Tom Smith, ONS Data Science Campus
“But I want to get us beyond numbers and thinking about, say, targets of 500 analysts,” he adds. “I want to be thinking much more about how we support departments’ and agencies’ capabilities.”
The campus has run workshops with around 10 departments involving 250 or so civil servants.
It also runs a “data accelerator programme” together with the Government Digital Service (GDS) and the Government Office for Science (GO-Science), under the auspices of the Government Data Science Partnership (GDSP). This is a peer mentoring programme that pairs civil servants across departments to give them the opportunity to develop their data science skills. A typical recent cohort attracted some 90 applicants from across 25 departments and agencies, says Smith.
At a more senior level still, the Data Science Campus plans to run data masterclasses from this year. “This started out at Number 10 [Downing Street], and is a push for the very senior leadership across government to have a world-leading understanding of what’s going on in the data space – what the opportunities are and what they as leaders need to know about in order to make decisions, develop teams, be intelligent customers, that kind of thing.”
The campus has piloted this and is working with Number 10 to “help scale it out”.
It is, he says, not about technical skills. “It’s about leaders understanding, identifying and having the kind of backup, that goes back to the Gove quote, to be able to procure, support and grow the [data] capability of their departments and their agencies.”
Value of data
Asked whether there is a danger that momentum could dissipate after the pandemic in respect of public sector data work, Smith comments: “I think that concern is a good illustration of why this [work] is important, including analysing scenarios of how organisations go back to work – office or not? – that sort of thing. How do we bottle what was good, rather than returning to the old ways of working by default?”
Tom Smith, ONS
Of value, he says, has been the ability to share data and publish information very rapidly. “Having very senior politicians and officials talking in great detail about data, and about the analysis of it, is a powerful example of how important this is, and of why you need to invest time and energy into building your capability in its broadest sense, to ensure that it’s not just an emergency response.”

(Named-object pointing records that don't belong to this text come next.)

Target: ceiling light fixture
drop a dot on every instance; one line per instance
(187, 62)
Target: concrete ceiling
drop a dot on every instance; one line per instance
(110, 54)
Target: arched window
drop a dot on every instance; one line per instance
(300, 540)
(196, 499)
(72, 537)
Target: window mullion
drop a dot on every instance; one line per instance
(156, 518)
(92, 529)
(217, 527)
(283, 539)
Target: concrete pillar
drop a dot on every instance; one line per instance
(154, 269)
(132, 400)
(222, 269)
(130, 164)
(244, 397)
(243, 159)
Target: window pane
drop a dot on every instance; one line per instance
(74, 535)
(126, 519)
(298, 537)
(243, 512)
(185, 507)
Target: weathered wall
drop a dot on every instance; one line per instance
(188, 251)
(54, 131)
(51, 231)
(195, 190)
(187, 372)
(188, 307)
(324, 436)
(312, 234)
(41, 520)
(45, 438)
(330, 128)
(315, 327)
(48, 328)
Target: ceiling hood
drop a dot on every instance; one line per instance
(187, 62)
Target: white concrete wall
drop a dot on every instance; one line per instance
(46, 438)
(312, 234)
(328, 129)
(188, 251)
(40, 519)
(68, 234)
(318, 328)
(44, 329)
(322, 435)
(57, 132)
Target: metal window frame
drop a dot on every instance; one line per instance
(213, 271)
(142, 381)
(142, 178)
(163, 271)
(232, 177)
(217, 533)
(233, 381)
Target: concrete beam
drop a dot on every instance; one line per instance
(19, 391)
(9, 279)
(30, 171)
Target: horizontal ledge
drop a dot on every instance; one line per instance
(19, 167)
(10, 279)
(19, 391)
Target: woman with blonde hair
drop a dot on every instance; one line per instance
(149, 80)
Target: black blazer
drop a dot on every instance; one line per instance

Data scientists at the ONS campus are also working on a plethora of analysis for the government. Smith highlights work to identify how the economy and society are emerging from the crisis, “using global shipping GPS data, traffic camera data, mobility data, satellite data and payments data to produce faster estimates of what’s going on, and that’s being published weekly by the ONS”.

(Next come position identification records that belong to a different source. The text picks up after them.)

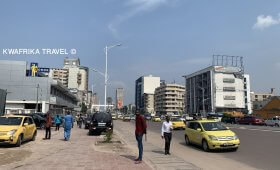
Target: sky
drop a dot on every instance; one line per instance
(166, 38)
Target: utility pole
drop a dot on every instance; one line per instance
(37, 87)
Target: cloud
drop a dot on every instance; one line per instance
(265, 22)
(134, 7)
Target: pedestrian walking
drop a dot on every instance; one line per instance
(57, 121)
(48, 126)
(68, 125)
(140, 130)
(166, 133)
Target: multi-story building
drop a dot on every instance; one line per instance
(77, 78)
(119, 98)
(33, 94)
(60, 74)
(259, 100)
(169, 99)
(218, 88)
(144, 90)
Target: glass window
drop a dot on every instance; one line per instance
(10, 121)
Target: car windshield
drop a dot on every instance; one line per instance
(213, 126)
(10, 121)
(176, 119)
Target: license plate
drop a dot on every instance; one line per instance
(101, 124)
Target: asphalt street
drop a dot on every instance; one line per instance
(259, 145)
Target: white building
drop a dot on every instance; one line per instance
(144, 90)
(217, 89)
(169, 99)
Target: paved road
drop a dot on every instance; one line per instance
(260, 146)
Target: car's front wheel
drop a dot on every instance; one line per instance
(19, 140)
(205, 146)
(187, 140)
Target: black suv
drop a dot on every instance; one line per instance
(100, 122)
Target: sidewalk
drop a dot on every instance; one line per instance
(78, 153)
(153, 155)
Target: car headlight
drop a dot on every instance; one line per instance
(12, 132)
(235, 137)
(211, 137)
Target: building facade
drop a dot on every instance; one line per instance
(216, 89)
(144, 90)
(33, 94)
(169, 99)
(119, 98)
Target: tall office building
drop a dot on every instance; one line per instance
(218, 88)
(169, 99)
(144, 93)
(119, 98)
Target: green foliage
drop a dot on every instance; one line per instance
(108, 136)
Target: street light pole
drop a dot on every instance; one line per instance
(106, 73)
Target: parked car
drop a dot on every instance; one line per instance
(126, 118)
(251, 120)
(39, 121)
(87, 121)
(14, 129)
(274, 121)
(148, 116)
(100, 122)
(231, 120)
(156, 119)
(177, 123)
(210, 135)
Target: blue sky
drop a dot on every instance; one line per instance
(166, 38)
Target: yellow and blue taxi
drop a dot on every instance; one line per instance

The satellite data work includes keeping track of depleting water resources for the United Nations’ Sustainable Development Goals and working with the Foreign and Commonwealth Development Office to help local governments track livestock in South Sudan.
This year’s census will also be a key ingredient and a key source for data analysis and modelling. “As that data becomes available, [it will provide a] huge opening and window to look at a rich set of things, in the round, including when linked and analysed with other data sources,” says Smith. “For example, what do we know about inclusion, equality, inequality, diversity? The work on ethnicity and Covid that we published recently is the sort of analysis the census underpins.”